Superboy Prime's fight is a study in brutality, first when he thrashes just about everyone, but especially when his beatdown of Sodam Yat turns decisively and sickeningly one-sided.Even the Guardians get their hands dirty. And they suffer for it, too. One of them gets burned into Scar by the Anti-Monitor, and another flat-out sacrifices his life to stop Prime. Suffice it to say, their physical intervention is an unexpected development that dramatically underscores the gravity and stakes of the conflict.

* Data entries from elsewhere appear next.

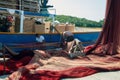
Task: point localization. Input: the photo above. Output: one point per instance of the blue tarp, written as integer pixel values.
(27, 12)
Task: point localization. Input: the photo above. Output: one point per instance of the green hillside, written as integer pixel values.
(79, 22)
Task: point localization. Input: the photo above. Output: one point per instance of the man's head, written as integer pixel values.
(68, 36)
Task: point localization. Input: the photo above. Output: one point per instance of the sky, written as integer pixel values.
(89, 9)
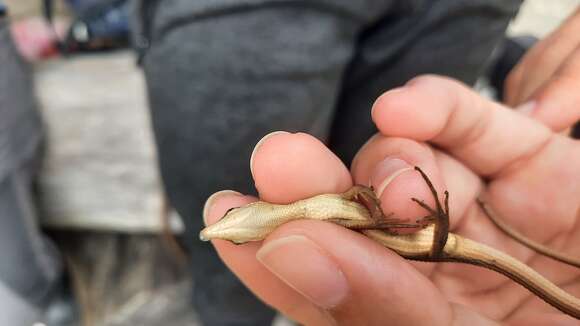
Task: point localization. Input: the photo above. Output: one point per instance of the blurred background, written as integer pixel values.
(100, 193)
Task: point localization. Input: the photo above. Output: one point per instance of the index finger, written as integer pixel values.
(484, 135)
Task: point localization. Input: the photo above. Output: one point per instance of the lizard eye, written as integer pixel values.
(229, 210)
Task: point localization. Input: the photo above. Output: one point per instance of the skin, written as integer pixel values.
(322, 274)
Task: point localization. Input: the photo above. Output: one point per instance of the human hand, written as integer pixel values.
(319, 273)
(546, 82)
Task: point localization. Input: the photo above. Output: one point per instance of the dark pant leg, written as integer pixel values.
(29, 266)
(221, 76)
(446, 37)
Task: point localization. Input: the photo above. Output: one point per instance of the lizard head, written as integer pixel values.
(239, 225)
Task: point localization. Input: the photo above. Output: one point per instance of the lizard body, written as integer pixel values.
(359, 209)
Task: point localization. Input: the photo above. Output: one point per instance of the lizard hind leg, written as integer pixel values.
(379, 220)
(439, 215)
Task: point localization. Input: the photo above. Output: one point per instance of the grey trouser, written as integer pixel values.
(29, 266)
(223, 73)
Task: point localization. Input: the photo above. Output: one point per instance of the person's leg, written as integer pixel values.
(221, 75)
(446, 37)
(29, 265)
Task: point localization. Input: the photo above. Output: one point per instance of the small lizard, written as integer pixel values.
(359, 209)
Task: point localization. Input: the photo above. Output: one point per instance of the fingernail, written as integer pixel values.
(526, 108)
(307, 268)
(211, 200)
(259, 143)
(386, 171)
(389, 92)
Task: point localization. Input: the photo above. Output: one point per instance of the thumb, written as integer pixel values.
(355, 280)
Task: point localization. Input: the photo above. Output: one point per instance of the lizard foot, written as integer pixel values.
(438, 216)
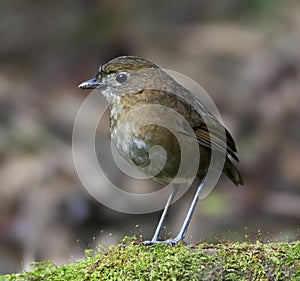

The big payoff, though, is when Sinestro takes on both Hal Jordan and Kyle Rayner in a straight-up fistfight after all their power rings are drained down to zero. It might sound strange for such a huge, dazzling event to come down to ordinary knuckles slamming into ordinary faces, but it feels earned, because the same things inside them that gave them control over their rings are essentially what keep their fists flying--raw will, and the need to impose order through fear.Bottom line: Sinestro Corps War is the real deal, start to finish--a great superhero story told with great superhero art. It makes me wonder what Blackest Night might have been as a leaner, meaner Green Lantern/Corps event rather than a fattened line-wide cash cow milked for all it's worth with all those tie-ins. I guess we'll never know. My one complaint with SCW is the current two-volume trade format, which doesn't even include the Tales of the Sinestro Corps one-shots that really added quite a bit to the main story. A single softcover volume that collected the whole thing would of course be ideal, and then I'd have no complaints whatsoever. Except that Blackest Night's not this amazing.